When is a Partner Retired?
By Stanley D. Sterna, J.D.
This article originally appeared in the September 2013 issue of the Journal of Accountancy. Advice provided in this article has been reviewed and remains current.
When a longtime partner or employee retires from a CPA firm, a sense of loyalty often compels the existing partners to allow the individual to have a symbolic role at the firm. This can include a courtesy title, office space, and invitations to company soirees. While this may seem like a small reward for decades of hard work, it can pose significant risks to the firm from a legal standpoint.
How should a Former Partner or Employee be Treated?
When a partner or an employee retires, the CPA firm should make sure that the individual does not give clients the appearance that he or she is still working for the firm. As such, retired partners or employees should not be allowed to share office space with firm personnel. If this is not possible, the former partner’s or employee’s name and, if applicable, any new firm affiliation should be listed separately on the door, in the telephone directory, on the firm website, and with office building security.
Professional staff and the retiree should be reminded often of the importance of not creating the appearance of a principal/agent relationship with a client. Because the retired partner or employee no longer represents the CPA firm, letterhead and published marketing materials should clearly note that he or she no longer acts on behalf of the firm. Similarly, any references to the retired partner or employee on the firm website should be removed or clarified to indicate that the individual is no longer associated with the firm.
Sometimes a CPA firm learns that a former partner or employee has represented to others that he or she is still employed by or associated with the firm. If that happens, the firm should send the retiree a letter asking that this practice cease immediately. If possible, the firm also should make sure that the individuals who received such information are advised in writing that the firm does not maintain a relationship with the former partner or employee.
As the case study appearing with this column illustrates, in most circumstances, a CPA firm should sever all business ties to a retired partner or employee to avoid potential litigation. The firm should consider amending its partner agreement to ensure that when a partner or employee retires, he or she can no longer use firm office space, personnel, letterhead, billing systems, and marketing materials to conduct business.
If severing all ties to a retired partner or employee is not practical, the CPA firm should clearly identify the retiree or departed employee’s specific role within the firm. If firm letterhead, websites, and marketing materials continue to refer to a former partner or employee, they should clearly identify the individual as being “retired” or “of counsel.” Furthermore, all invoices or bills sent to the client should note that the fees are for professional services rendered by the former partner or employee and not the CPA firm. If possible, the retiree should use his or her own invoices and billing system and note that any and all fees were not incurred by the firm.
When a partner or employee retires, protocol requires immediate contact with that partner’s or employee’s clients to tell them of the departure and introduce the new engagement partner.
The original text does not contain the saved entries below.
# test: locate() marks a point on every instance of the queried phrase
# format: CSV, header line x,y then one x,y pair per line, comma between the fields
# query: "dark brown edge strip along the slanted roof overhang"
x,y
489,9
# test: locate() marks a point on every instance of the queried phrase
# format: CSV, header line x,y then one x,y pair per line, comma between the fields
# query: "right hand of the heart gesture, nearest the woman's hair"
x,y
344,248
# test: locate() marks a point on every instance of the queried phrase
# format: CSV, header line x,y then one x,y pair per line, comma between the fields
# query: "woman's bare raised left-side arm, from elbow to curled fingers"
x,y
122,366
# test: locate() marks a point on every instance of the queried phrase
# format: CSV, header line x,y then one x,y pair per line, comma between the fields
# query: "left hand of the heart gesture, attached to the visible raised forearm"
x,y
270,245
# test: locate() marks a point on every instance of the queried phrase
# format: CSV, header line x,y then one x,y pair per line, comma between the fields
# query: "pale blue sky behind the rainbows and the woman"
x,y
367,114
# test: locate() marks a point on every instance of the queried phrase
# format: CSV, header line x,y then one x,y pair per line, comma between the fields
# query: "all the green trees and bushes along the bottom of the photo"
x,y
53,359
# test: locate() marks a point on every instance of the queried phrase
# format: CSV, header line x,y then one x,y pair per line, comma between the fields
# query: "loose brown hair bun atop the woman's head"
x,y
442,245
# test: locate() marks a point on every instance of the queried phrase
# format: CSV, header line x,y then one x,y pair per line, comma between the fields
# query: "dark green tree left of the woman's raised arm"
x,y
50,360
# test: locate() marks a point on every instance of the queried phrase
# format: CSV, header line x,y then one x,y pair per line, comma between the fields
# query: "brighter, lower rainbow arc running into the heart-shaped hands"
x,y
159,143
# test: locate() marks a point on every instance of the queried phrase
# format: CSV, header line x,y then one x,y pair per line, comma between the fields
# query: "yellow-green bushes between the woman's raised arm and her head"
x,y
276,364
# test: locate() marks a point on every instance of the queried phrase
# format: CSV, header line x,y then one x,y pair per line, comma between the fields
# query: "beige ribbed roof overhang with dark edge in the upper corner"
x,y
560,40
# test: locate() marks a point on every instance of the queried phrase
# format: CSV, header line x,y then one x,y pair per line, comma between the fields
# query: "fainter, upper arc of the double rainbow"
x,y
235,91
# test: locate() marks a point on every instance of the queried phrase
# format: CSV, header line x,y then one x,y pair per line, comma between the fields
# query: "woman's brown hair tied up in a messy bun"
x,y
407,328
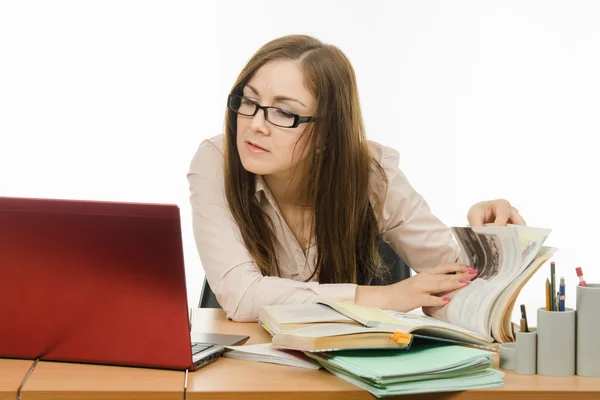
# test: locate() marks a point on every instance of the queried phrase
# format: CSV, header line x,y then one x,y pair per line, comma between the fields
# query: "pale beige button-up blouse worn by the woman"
x,y
407,224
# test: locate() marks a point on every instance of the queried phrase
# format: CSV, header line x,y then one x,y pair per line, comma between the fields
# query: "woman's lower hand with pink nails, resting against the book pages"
x,y
424,289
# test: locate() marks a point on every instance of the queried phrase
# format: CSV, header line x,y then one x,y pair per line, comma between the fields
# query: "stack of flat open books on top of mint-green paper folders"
x,y
383,352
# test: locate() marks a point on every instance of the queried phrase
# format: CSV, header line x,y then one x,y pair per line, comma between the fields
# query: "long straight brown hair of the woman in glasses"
x,y
336,183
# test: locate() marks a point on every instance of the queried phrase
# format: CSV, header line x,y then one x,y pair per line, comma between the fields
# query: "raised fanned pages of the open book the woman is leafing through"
x,y
506,257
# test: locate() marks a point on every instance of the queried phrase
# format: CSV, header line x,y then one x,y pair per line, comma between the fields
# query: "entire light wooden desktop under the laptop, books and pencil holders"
x,y
228,379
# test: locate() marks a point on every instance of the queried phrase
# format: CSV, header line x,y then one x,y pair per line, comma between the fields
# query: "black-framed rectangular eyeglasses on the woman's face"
x,y
274,115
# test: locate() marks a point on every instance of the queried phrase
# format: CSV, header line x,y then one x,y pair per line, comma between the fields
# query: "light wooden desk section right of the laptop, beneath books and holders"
x,y
228,378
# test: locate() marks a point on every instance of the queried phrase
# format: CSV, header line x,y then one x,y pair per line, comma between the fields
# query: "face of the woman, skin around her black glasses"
x,y
264,148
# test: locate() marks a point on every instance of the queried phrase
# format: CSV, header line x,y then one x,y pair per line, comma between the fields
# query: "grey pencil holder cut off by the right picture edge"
x,y
588,330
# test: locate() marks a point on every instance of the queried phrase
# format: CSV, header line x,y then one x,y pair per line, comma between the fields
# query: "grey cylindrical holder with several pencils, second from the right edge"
x,y
556,342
This will ensure a smooth transition and avoid any confusion about which professional has been assigned to the accounts going forward. Only by notifying clients and clarifying the nature of the relationship with retired partners and employees can the CPA firm provide for seamless client transitions and mitigate the risk of vicarious liability exposure.
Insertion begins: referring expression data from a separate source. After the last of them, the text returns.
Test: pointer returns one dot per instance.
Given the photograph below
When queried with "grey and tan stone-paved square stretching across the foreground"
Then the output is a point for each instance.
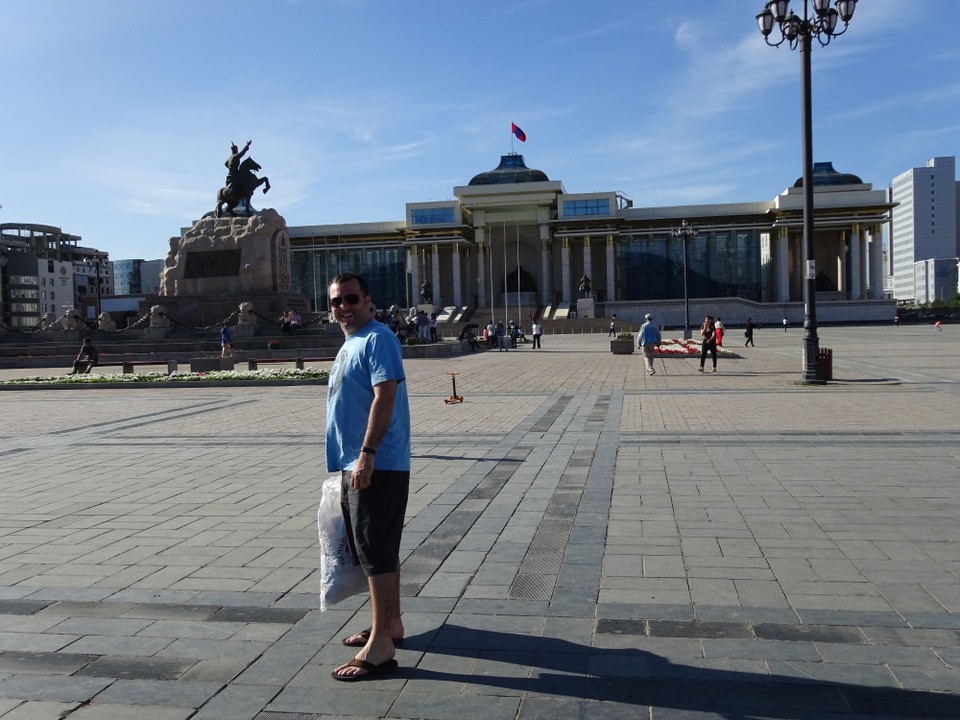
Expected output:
(582, 540)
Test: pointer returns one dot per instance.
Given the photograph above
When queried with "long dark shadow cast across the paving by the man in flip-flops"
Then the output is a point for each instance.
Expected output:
(563, 669)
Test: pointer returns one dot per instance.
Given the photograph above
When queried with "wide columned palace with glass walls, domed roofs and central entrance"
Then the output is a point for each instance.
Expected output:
(514, 244)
Case Study: How a Retired Partner's Actions can Lead to Legal Trouble
The following scenario is based on the facts of an actual insurance claim.
A partner who retired from a CPA firm was allowed to maintain an office at the firm, to be listed on its letterhead, and to use its billing system.
A client hired the former partner to render investment advice. They subsequently met several times in the former partner’s complimentary office at the CPA firm to discuss a potential business venture. The former partner performed a due-diligence examination of the business for the client and reported that the company was adequately capitalized and that its founder had a proven track record. As a result, the client invested $2.3 million in the business.
Unbeknown to the former partner and the client, the company founder was a convicted felon who had been siphoning large sums of money from the business for his personal use. The company later went bankrupt, and the client lost his entire investment.
The client then sued the former partner and the CPA firm for fraud and professional malpractice alleging that they knew or should have known about the issues with the company. In naming the firm, the client argued that when he engaged the former partner, he thought he also was hiring the CPA firm. The CPA firm asserted that because the former partner had retired from the firm, it should not be held liable for his actions.
Because the former partner appeared to be acting as an agent of the firm, the CPA firm could have been held vicariously liable to the client under the legal theory of “apparent agency.” Given these exposure factors, the claim against the former partner and the CPA firm was eventually resolved for an amount that was well into the seven-figure range.